Fix in-process execution API startup for triggerer#65993
Conversation
| try: | ||
| asyncio.run_coroutine_threadsafe(start_lifespan(self._cm, self.app), middleware.loop).result( | ||
| timeout=30 | ||
| ) | ||
| except TimeoutError as err: | ||
| raise RuntimeError("Timed out while starting the in-process execution API lifespan") from err |
There was a problem hiding this comment.
This fix improves observability (loud failure instead of silent hang) but does not actually resolve #65945. The reporter's stack trace shows their custom SlurmSharedFileTaskHandler.format crashing inside svcs.register_factory's log.debug() call -- the lifespan startup raises because of a buggy user log handler. After this PR merges they'll see a clear RuntimeError propagated from transport, but the triggerer will still fail to start; the user-side handler bug is the actual cause.
Two follow-ups worth considering: (a) call this out explicitly in the PR description so the reporter understands what behavior to expect post-merge; (b) think about whether the log.debug call inside the svcs/lifespan setup should be made more defensive (or routed through a logger that bypasses the user task handler) so a single broken user handler doesn't take down triggerer startup.

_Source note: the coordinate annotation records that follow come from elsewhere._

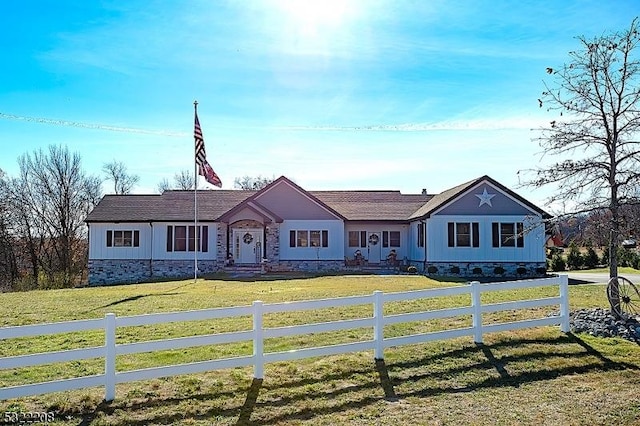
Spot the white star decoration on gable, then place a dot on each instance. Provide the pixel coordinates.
(485, 198)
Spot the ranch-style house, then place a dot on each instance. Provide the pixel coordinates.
(479, 228)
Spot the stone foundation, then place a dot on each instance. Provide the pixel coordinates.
(123, 271)
(487, 269)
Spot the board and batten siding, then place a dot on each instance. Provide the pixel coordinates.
(152, 243)
(334, 251)
(98, 241)
(438, 250)
(160, 242)
(402, 251)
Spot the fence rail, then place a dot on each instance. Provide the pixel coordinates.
(258, 334)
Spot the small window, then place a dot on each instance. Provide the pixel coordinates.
(354, 239)
(314, 238)
(180, 238)
(507, 234)
(463, 234)
(325, 238)
(420, 234)
(302, 239)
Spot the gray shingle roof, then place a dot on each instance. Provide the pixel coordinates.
(352, 205)
(372, 205)
(169, 206)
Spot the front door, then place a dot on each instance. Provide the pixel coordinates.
(247, 245)
(374, 242)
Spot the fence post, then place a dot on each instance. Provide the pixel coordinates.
(564, 303)
(110, 357)
(477, 311)
(378, 325)
(258, 341)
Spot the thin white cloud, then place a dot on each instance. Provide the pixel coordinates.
(94, 126)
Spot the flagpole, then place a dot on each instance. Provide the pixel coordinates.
(195, 202)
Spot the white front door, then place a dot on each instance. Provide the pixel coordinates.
(374, 241)
(248, 247)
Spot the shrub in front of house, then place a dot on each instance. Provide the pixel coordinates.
(557, 263)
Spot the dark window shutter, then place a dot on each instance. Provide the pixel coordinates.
(205, 238)
(475, 229)
(169, 238)
(520, 234)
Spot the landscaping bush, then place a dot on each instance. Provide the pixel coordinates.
(557, 263)
(574, 257)
(590, 259)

| asyncio.run_coroutine_threadsafe(start_lifespan(self._cm, self.app), middleware.loop) | ||
| try: | ||
| asyncio.run_coroutine_threadsafe(start_lifespan(self._cm, self.app), middleware.loop).result( | ||
| timeout=30 |
There was a problem hiding this comment.
Hardcoded magic number. Lift to a module-level constant (e.g. _LIFESPAN_STARTUP_TIMEOUT_SECONDS = 30) so it's discoverable and tunable, and include the value in the RuntimeError message on line 367 so operators have a hint when a slow real-world startup gets clipped (f"Timed out after {_LIFESPAN_STARTUP_TIMEOUT_SECONDS}s ...").

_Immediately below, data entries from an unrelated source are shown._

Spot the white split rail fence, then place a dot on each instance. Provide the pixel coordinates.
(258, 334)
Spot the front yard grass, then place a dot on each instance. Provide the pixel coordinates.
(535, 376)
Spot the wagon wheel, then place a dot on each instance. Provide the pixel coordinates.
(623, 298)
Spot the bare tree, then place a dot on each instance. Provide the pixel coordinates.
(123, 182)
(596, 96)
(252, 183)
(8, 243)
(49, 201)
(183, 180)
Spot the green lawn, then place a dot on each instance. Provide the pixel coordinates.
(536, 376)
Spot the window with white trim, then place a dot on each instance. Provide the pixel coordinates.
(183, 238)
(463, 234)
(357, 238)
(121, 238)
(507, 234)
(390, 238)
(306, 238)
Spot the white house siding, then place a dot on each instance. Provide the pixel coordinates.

Has 30s been sanity-checked against the slowest realistic deployment (cold filesystems, large dag_bag warmup, Postgres connection setup on a sleepy network)? If not, it might be worth bumping it or making it configurable.
|
|
||
| import json | ||
| import time | ||
| from concurrent.futures import TimeoutError |
There was a problem hiding this comment.
This shadows the builtin TimeoutError. In Python 3.11+ they're the same class, but Airflow still supports 3.10 where concurrent.futures.TimeoutError and the builtin are distinct. Anywhere later in this module that does except TimeoutError will now silently mean concurrent.futures.TimeoutError.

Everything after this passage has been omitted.